Fils d’un laboureur et d’une ménagère, Roger Thomas (1913-1982), issu des catégories populaires, est scolarisé dans les écoles publiques, avant de fréquenter les lycées de Brest puis de Rennes jusqu'au baccalauréat. A sa sortie de l'Ecole normale en 1934, il devient instituteur puis directeur d'école à Spézet. Prisonnier de guerre, il adhère au PCF à la Libération. Signe du glissement à gauche du Centre-Bretagne, il est élu conseiller municipal PCF en 1945 à Spézet, commune dirigée par Pierre Lohéac (1924-1944), parlementaire conservateur. Après une vive tension entre communistes et socialistes au sein de la municipalité d’Yves Noblet, maire SFIO (1945-1949), Roger Thomas devient adjoint en 1953.
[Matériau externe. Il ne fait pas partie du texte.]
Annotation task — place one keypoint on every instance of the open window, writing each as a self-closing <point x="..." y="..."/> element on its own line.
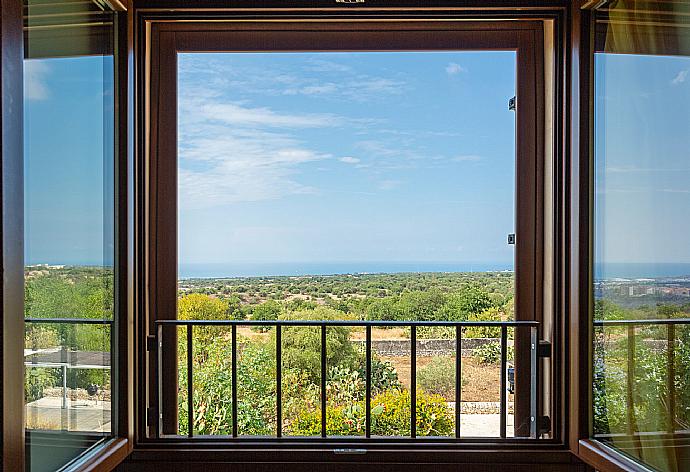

En 1955, il parvient à conquérir, à 42 ans, le siège de conseiller général de Carhaix, s’appuyant sur un important réseau d’élus communistes dans ce secteur. Roger Thomas l’emporte dans une triangulaire au second tour avec 3 492 voix (42.68 % des suffrages exprimés), contre 2948 au candidat SFIO Pierre-Louis Pinsec (maire de Plounévézel entre 1925 et 1959) et 1 742 voix à  Leclerc (MRP, notaire). Le canton avait déjà été acquis à la gauche socialiste avec Pierre Postollec, battu au renouvellement de 1949 par Lancien (ancien président du Conseil Général durant l’entre-deux-guerres), en raison des dissensions SFIO/PCF. Suite au décès du socialiste Joseph Coullouarn en 1956, Roger Thomas est élu maire PCF de Spézet à 43 ans. Investi dans le Mouvement de la Paix, il participe à une manifestation contre Speidel le 5 mai 1957 à Lesconil.

En 1958, il se présente dans la circonscription de Châteaulin en compagnie d’Yvon Pann (ouvrier), obtenant 11.5 % des suffrages exprimés. Dans ce scrutin s’affrontent plusieurs ténors politiques locaux : Jean Crouan (CNIP et gaulliste, président du Conseil général et maire), Suzanne Ploux (indépendante, maire), Hervé Mao (SFIO, maire de Châteaulin, 13.2 %), Edouard Lejeune (MRP, maire). Comme Hervé Mao  avait fait campagne pour le non, le PCF se désiste en sa faveur, mais le socialiste gaulliste breton, avec 37,7%, est balayé au second tour par Jean Crouan (62,2%). Le candidat du MRP Edouard Le Jeune s’était retiré deux jours avant le second tour. Défait aux municipales en 1959 par Jean Lollier, il est également battu au renouvellement cantonal de 1961, face à Jean Rohou qui entame une carrière politique atypique, à droite. Mais le siège de Carhaix est regagné par le PCF en 1973 avec Jean-Pierre Jeudy. Après une parenthèse à droite entre 1979 et 1998, le canton bascule en faveur de la gauche socialiste avec un ancien collaborateur ministériel de Kofi Yamgnane, à savoir Richard Ferrand, élu en 1998 et 2004.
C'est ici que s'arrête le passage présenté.